災害時における薬剤師の役割
旭区薬剤師会会長
藤本直樹

災害時における薬剤師の一般的役割

 災害時における薬剤師の役割として、医療チームの一員として調剤・服薬指導、医薬品の管理・仕分け、避難所等の環境衛生管理があります。医薬品の管理は災害時には外部から医療用医薬品、一般用医薬品が大量に支援物資として送られてくるため重要な業務となります。また、避難所において、他職種と連携し、うがい・手洗いの指導、薬や健康の相談を受ける等の業務を行います。

旭区における薬剤師会の役割

1.災害時医薬品の備蓄管理

 災害時医薬品は旭区では6薬局で使用期限を切らさぬよう循環させながら備蓄をしています。災害時にはその6薬局の薬剤師が医療救護拠点に医薬品を運ぶことになっています。災害時医薬品ですが、急性期、慢性期に分けられており、急性期として消炎鎮痛剤の内服・湿布剤、抗生物質などがあり、慢性期として降圧剤、糖尿病薬、喘息治療薬、総合感冒薬などがあります。医薬品の品目数は約50品目で、疾患によっては薬の無い場合もあります。そのため、ご自身が普段から継続している生活習慣病治療薬などは1週間分程度の予備を持っておくことをお勧めします。その予備分は災害時に持ち出すためのリュック等に入れて保管してください。また、医薬品にも使用期限があるので定期的に予備分と新しい薬の入れ替えをお願い致します。

2.巡回診療への参加

 災害発生時には、その程度によって医療救護隊が編成されます。医師・看護師・薬剤師・医療調整員で構成され、地域防災拠点を回って診察する巡回診療を行います。その巡回診療に先ほどご説明した災害時医薬品を持って行き、調剤・服薬指導を行います。

災害時の通信手段

 災害時には携帯電話が使えなくなることが考えられ、旭区では災害時の通信手段としてアマチュア無線を活用することになっています。災害時医薬品を管理している各薬局に1台無線機を用意しています。

災害時の会員薬局について

 災害時医薬品を備蓄・管理している薬局以外の会員薬局は、本人・家族等の無事を最優先し、その後、薬局が開局できる状態であれば原則開局します。開局はできないが薬局内の薬を持ち出せる場合は薬を持参し、医療救護拠点に行き巡回診療に参加します。
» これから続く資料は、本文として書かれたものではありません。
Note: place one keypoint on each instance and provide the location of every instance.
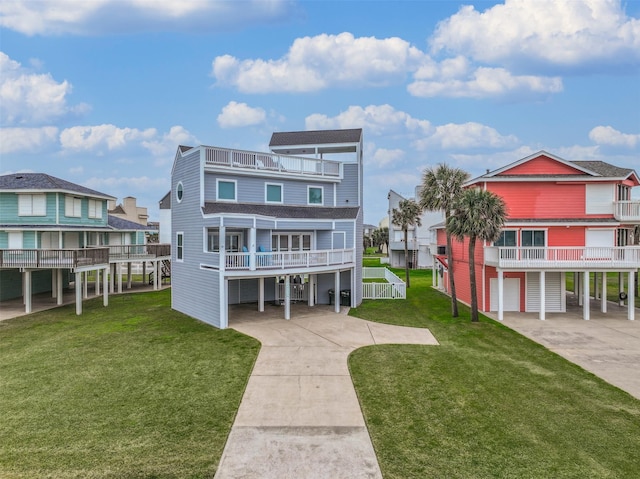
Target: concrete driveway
(300, 416)
(608, 345)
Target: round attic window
(179, 192)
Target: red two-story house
(562, 217)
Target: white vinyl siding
(600, 199)
(555, 301)
(95, 209)
(510, 294)
(32, 205)
(72, 207)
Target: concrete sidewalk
(300, 417)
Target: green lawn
(487, 402)
(134, 390)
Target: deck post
(261, 294)
(631, 299)
(543, 298)
(603, 293)
(500, 295)
(287, 296)
(105, 287)
(585, 306)
(28, 288)
(78, 287)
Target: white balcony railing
(271, 162)
(563, 257)
(627, 211)
(288, 259)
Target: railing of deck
(627, 210)
(288, 259)
(271, 162)
(393, 288)
(563, 257)
(53, 258)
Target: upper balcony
(282, 260)
(272, 163)
(627, 211)
(53, 258)
(563, 258)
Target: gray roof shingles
(316, 137)
(283, 211)
(44, 182)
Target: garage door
(511, 296)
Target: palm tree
(480, 215)
(441, 189)
(407, 215)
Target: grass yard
(134, 390)
(487, 402)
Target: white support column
(631, 299)
(586, 311)
(603, 293)
(287, 297)
(105, 287)
(78, 286)
(59, 294)
(28, 288)
(543, 296)
(261, 294)
(620, 288)
(500, 295)
(336, 294)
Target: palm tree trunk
(472, 279)
(406, 258)
(452, 283)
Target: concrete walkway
(300, 416)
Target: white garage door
(511, 294)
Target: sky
(102, 92)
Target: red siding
(542, 200)
(542, 165)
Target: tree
(407, 215)
(480, 215)
(441, 190)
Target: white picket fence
(394, 288)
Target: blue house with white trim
(282, 226)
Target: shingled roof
(315, 137)
(44, 182)
(283, 211)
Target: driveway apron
(299, 416)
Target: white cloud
(607, 135)
(26, 139)
(85, 138)
(466, 136)
(482, 83)
(29, 98)
(93, 17)
(315, 63)
(375, 119)
(236, 114)
(552, 32)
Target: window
(226, 190)
(32, 205)
(179, 246)
(507, 238)
(73, 207)
(179, 191)
(314, 195)
(273, 193)
(95, 209)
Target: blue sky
(102, 92)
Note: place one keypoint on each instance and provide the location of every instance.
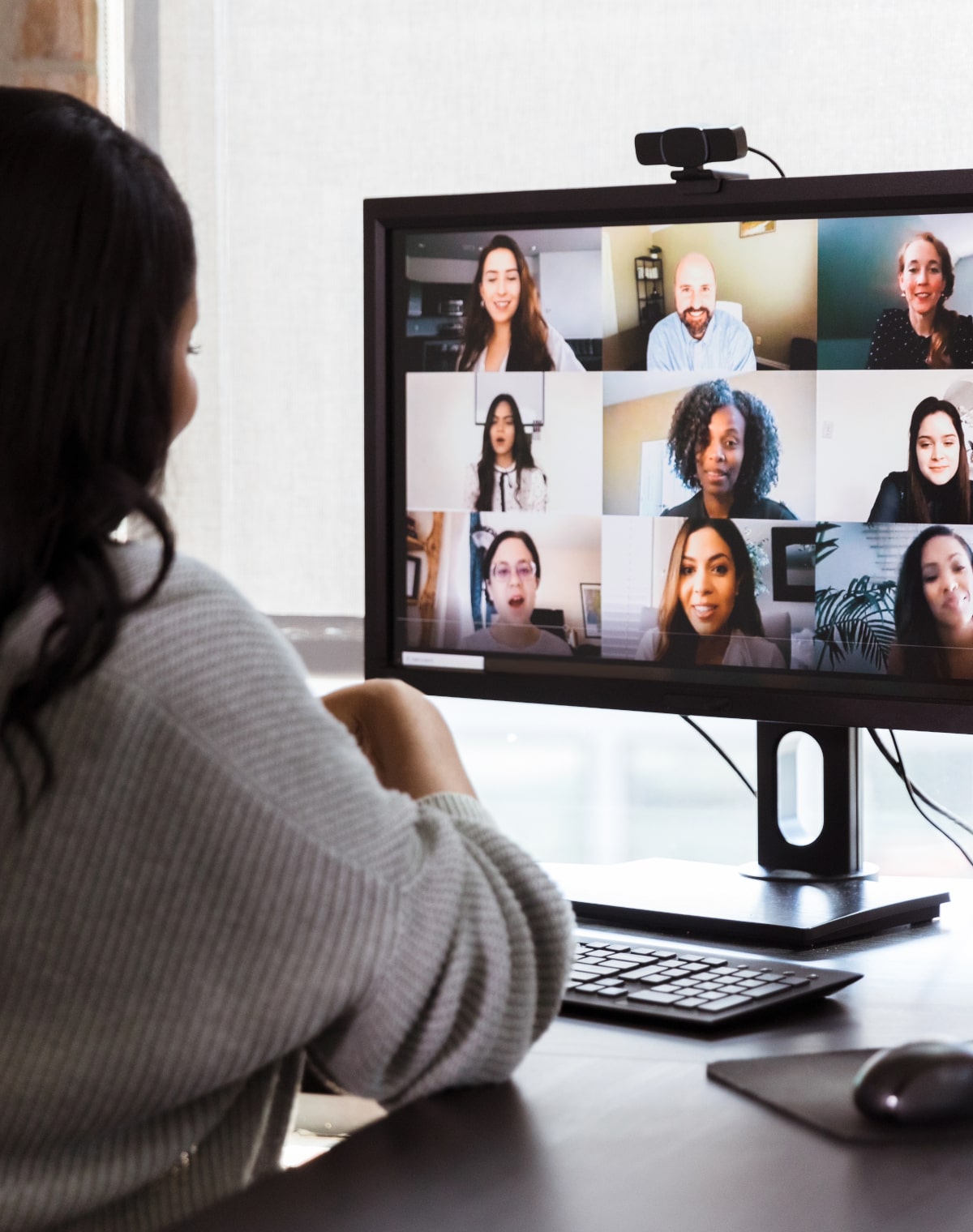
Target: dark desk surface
(608, 1127)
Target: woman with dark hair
(506, 476)
(709, 611)
(204, 874)
(724, 443)
(934, 609)
(512, 575)
(925, 333)
(504, 329)
(937, 487)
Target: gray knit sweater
(216, 888)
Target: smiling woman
(504, 329)
(934, 608)
(724, 443)
(709, 611)
(925, 333)
(937, 487)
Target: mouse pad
(816, 1089)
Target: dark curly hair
(689, 433)
(97, 264)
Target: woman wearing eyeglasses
(512, 572)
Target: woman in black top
(925, 333)
(724, 443)
(934, 609)
(937, 486)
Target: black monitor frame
(817, 699)
(779, 703)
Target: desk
(617, 1127)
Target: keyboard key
(724, 1003)
(767, 990)
(655, 998)
(586, 969)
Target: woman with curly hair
(504, 331)
(709, 611)
(506, 476)
(724, 443)
(925, 333)
(934, 609)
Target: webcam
(688, 148)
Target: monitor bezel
(814, 698)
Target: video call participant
(724, 443)
(937, 486)
(504, 331)
(925, 333)
(709, 611)
(698, 336)
(934, 609)
(206, 872)
(506, 476)
(512, 573)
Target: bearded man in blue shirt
(698, 336)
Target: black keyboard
(688, 986)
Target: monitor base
(715, 902)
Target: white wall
(279, 116)
(864, 434)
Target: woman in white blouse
(506, 476)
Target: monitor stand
(808, 886)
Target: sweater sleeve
(409, 945)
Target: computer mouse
(928, 1080)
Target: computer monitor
(696, 452)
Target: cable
(726, 755)
(751, 149)
(921, 811)
(898, 767)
開局できず、薬も持ち出せない場合は食料品等の必要なもののみを持って、同様に医療救護拠点に行き巡回診療に参加します。

お薬手帳について

 東日本大震災、熊本地震においてお薬手帳が非常に有用であった事が分かっています。お薬手帳が有ることにより診察をスムーズに行うことができ、また副作用歴、アレルギー歴等の記載もできるため、薬による健康被害を未然に防ぐことも可能となります。現在、来局時にお薬手帳をお持ちの患者様は以前に比べ増えましたが、それでも病院に行くとき以外は持っていない、薬が処方されると思わなかった、という事でお薬手帳をお持ちでない患者さんもいらっしゃいます。地震等の災害はいつどこで起きるか分からず、災害ではなくても、いつどこで体調が悪くなるか分かりません。そのため、お薬手帳は外出時には携帯をしてください。しかしながらお薬手帳を忘れてしまう事はありえる事なので、携帯電話でお薬手帳やお薬の写真を撮っておくのも良いと考えられます。